Bug 40302

Summary: [GTK] Memory managament for DOM GObject wrappers
Product: WebKit Reporter: Xan Lopez <xan.lopez>
Component: WebKitGTKAssignee: Nobody <webkit-unassigned>
Status: RESOLVED FIXED    
Severity: Normal CC: mrobinson, wk.censorship.bypass.0006, xan.lopez
Priority: P2    
Version: 528+ (Nightly build)   
Hardware: PC   
OS: OS X 10.5   
Bug Depends on:    
Bug Blocks: 38576    
Attachments:
Description Flags
domcache.diff
mrobinson: review-
domcache.diff
none
domcache.diff
none
domcache.diff
none
domcache.diff none

Description Xan Lopez 2010-06-08 08:09:31 PDT
When a GObject DOM object is created we wrap the core DOM object (say, WebCore::Node) with a native GObject, add a manual C++ ref to the core object, and place the matching deref in the finalize method (note to self, this should probably be done in dispose). So far, this seems sane.

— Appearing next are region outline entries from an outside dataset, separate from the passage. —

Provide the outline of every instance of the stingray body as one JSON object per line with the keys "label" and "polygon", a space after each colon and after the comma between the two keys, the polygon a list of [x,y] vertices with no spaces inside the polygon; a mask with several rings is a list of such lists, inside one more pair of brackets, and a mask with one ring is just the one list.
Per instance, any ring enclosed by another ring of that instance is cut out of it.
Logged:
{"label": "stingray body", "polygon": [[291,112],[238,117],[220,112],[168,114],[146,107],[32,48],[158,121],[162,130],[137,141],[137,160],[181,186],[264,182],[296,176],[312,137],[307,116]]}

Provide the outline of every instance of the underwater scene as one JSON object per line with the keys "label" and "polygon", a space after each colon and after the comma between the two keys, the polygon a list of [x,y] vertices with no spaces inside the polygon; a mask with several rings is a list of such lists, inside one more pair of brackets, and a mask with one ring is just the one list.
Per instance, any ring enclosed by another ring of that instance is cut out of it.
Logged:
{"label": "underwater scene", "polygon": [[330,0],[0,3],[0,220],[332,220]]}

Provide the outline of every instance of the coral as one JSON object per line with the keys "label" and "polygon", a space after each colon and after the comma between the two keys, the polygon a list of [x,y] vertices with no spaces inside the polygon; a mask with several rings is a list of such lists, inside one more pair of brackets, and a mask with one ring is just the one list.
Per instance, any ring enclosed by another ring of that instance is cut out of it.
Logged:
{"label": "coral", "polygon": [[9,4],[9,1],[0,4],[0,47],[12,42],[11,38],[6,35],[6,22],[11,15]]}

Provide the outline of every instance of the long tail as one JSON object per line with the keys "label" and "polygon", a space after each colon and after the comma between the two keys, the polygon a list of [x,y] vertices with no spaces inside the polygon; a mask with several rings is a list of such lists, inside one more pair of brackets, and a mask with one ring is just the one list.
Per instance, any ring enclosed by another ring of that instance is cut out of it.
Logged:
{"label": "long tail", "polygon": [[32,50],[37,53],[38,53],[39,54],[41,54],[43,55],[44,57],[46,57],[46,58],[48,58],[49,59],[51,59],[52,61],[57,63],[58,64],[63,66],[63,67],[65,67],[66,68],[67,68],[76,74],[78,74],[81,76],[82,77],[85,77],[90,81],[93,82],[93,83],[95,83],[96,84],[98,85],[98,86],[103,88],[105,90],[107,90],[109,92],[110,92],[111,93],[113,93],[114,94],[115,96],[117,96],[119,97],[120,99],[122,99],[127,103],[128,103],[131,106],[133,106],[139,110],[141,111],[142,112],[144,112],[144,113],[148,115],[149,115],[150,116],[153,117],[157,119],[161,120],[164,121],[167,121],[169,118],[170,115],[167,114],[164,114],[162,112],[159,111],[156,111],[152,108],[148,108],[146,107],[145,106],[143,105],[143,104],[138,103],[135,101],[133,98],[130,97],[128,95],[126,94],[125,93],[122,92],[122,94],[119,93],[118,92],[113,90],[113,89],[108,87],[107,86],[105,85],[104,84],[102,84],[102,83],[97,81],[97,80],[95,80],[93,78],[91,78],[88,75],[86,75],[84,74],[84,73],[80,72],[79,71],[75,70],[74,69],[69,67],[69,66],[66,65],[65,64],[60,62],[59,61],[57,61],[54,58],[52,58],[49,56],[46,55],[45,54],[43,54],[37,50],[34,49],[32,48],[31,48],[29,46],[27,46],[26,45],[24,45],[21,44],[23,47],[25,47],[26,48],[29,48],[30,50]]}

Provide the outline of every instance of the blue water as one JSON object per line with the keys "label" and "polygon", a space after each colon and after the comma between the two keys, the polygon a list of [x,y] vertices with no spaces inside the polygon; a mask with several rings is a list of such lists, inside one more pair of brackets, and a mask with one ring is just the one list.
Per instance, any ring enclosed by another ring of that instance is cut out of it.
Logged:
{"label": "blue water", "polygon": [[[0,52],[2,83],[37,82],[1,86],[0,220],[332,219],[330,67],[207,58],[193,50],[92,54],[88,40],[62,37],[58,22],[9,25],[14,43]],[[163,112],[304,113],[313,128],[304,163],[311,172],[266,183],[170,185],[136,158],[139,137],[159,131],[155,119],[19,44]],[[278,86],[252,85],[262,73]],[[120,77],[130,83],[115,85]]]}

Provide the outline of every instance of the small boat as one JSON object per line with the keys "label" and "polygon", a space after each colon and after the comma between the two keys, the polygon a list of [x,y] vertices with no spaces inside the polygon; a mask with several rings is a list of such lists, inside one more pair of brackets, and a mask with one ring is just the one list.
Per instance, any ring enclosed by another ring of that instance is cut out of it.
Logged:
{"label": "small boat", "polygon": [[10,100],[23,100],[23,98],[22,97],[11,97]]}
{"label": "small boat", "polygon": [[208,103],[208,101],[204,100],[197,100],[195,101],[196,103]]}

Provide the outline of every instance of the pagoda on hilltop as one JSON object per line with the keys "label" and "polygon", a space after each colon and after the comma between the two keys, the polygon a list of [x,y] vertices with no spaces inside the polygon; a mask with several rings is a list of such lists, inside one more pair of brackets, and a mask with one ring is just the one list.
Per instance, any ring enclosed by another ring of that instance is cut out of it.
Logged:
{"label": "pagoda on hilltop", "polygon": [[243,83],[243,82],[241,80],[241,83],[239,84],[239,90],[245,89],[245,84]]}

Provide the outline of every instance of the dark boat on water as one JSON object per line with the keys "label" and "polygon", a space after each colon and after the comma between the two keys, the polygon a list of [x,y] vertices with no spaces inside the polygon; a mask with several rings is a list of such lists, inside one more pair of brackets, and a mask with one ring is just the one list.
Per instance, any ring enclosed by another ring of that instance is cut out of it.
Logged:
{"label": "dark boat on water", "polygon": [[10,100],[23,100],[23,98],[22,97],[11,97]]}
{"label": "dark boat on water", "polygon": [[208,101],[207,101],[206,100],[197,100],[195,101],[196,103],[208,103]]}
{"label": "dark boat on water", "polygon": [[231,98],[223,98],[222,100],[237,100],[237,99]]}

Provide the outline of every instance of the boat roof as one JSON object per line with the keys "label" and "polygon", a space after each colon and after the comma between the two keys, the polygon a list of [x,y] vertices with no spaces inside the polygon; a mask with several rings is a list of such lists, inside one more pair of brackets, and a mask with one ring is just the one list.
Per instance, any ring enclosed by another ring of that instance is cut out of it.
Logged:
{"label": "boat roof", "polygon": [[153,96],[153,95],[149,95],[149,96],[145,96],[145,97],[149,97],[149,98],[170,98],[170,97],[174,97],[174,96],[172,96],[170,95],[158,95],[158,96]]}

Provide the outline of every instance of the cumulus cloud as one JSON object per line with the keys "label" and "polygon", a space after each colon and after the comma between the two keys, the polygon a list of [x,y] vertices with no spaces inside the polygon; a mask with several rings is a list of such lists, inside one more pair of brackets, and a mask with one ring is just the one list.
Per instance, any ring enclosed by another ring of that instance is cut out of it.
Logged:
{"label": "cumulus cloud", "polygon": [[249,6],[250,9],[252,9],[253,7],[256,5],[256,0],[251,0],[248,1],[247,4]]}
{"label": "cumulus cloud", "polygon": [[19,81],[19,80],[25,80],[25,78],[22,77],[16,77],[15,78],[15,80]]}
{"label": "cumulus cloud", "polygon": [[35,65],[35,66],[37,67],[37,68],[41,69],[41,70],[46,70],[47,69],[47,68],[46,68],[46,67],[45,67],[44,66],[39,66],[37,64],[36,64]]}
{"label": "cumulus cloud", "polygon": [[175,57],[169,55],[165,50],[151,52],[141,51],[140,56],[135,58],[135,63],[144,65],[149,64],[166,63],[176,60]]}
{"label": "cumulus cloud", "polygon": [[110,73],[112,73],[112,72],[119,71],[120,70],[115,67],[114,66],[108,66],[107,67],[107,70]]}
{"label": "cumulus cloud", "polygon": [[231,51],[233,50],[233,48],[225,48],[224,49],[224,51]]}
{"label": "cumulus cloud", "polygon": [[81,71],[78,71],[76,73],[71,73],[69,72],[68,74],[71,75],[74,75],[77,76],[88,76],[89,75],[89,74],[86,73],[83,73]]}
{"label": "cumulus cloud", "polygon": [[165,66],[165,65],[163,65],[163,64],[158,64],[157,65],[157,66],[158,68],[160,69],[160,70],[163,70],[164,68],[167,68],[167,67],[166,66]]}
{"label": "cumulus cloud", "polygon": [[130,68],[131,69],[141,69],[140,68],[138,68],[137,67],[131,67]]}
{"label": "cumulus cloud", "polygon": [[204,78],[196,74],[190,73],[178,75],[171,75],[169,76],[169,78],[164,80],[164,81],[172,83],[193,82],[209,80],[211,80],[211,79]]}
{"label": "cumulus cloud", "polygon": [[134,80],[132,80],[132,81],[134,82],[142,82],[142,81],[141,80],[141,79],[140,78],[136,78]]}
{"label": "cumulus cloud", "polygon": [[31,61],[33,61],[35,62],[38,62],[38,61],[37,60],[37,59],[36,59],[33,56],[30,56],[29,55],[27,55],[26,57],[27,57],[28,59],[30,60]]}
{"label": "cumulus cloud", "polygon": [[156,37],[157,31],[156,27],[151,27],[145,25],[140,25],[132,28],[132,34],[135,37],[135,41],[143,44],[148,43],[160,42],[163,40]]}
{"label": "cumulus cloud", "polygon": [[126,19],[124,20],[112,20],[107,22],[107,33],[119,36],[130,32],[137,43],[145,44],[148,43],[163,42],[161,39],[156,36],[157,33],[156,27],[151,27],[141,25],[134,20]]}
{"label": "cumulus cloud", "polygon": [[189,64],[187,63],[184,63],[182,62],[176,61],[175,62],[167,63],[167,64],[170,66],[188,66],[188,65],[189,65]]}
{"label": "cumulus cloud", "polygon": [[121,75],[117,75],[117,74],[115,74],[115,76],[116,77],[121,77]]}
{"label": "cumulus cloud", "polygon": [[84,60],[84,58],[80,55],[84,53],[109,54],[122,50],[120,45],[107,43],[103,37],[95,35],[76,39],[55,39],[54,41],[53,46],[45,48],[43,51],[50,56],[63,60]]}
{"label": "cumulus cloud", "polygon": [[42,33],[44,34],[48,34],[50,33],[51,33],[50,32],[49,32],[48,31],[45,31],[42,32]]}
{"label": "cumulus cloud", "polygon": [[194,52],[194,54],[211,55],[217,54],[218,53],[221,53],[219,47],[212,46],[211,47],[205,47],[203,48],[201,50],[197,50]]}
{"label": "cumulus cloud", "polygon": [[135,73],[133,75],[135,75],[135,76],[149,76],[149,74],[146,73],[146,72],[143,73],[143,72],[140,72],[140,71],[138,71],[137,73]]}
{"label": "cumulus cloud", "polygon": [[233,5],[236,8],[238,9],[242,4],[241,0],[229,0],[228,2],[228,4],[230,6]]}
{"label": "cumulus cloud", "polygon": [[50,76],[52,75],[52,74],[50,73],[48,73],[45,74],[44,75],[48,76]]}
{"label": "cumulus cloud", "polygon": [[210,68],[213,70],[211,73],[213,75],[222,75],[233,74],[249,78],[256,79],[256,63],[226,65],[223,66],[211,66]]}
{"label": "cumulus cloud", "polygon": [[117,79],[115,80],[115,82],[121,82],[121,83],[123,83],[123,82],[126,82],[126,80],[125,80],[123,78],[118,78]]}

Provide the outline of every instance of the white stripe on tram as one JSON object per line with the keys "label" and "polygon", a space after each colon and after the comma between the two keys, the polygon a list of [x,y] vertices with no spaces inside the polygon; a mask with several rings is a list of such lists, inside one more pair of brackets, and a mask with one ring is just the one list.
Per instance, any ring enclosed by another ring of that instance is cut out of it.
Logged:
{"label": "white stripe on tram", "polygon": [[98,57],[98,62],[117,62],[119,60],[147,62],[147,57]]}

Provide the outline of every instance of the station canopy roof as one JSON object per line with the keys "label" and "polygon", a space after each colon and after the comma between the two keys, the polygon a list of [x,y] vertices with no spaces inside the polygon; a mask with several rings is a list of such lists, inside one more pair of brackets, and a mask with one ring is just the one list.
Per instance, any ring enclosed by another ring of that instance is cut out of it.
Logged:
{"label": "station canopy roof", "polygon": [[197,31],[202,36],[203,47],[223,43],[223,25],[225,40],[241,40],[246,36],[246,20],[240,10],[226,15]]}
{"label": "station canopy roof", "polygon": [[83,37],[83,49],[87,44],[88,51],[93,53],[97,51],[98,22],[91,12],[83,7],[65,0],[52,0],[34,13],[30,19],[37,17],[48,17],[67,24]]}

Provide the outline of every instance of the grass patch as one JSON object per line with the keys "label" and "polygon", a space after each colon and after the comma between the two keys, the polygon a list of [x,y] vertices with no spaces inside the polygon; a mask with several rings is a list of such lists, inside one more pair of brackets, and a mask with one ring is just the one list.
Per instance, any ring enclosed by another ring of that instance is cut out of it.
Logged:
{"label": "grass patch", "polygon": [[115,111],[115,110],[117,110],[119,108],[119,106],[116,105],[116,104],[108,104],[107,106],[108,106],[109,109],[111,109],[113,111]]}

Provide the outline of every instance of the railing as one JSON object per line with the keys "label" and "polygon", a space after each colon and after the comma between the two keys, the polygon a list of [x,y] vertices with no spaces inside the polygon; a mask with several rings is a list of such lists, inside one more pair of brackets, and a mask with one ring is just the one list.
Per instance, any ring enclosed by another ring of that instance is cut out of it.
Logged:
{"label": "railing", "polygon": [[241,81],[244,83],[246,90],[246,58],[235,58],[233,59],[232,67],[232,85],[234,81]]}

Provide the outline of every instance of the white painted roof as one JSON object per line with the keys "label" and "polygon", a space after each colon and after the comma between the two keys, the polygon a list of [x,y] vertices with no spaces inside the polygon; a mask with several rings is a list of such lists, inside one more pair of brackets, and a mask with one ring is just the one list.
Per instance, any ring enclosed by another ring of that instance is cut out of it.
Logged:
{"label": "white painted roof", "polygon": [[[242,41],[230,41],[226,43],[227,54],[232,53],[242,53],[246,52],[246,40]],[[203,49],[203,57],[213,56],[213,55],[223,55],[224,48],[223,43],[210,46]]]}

Problem is, before returning the object we do the following: we place the object in a hash map, indexed by the core object, and if a wrapper for this core object is requested again we'll just return the corresponding GObject as-is. This entry in the hash map is, also, cleared on finalize. Since we do not add extra references in this process, you can get into a situation where you have two pointers to a GObject DOM binding that are actually the same object, with only one total reference; if you do g_object_unref on objects you don't need, tragedy will ensue when you try to use the second pointer (even if it's only to also unref it).

The hash map concept seems very reasonable to me in general, so I think what we should do is to always add a new reference when we return an object, even if we are only getting it from the map. This way the rule "always unref DOM objects when you are done with them" will work.

The only remaining problem would be the huge pain in the ass that this kind of API is for C programmers, of course...
Comment 1 webkit censorship bypass 0006 2010-06-11 04:53:05 PDT
(In reply to comment #0)

> The hash map concept seems very reasonable to me in general, so I think what we should do is to always add a new reference when we return an object, even if we are only getting it from the map. This way the rule "always unref DOM objects when you are done with them" will work.

 the description of the problem is somewhat ambiguous, so here are some possible answers:

 if the intent is to create multiple gobjects which point to the same underlying webkit DOM object, this will be a complete disaster from a programming perspective by the time it gets up to high-level language bindings.

 many high-level applications rely on being able to do tests to see if a node is equal (isSameNode).

 removing such functionality can result in total project failure as, when using high-level languages, there is no other non-intrusive method for correctly identifying/comparing DOM objects.  intrusive methods include adding unique IDs to DOM Nodes, using the Node "id" field which then of course interferes with other uses (such as from javascript being executed in parallel with high-level language DOM manipulation).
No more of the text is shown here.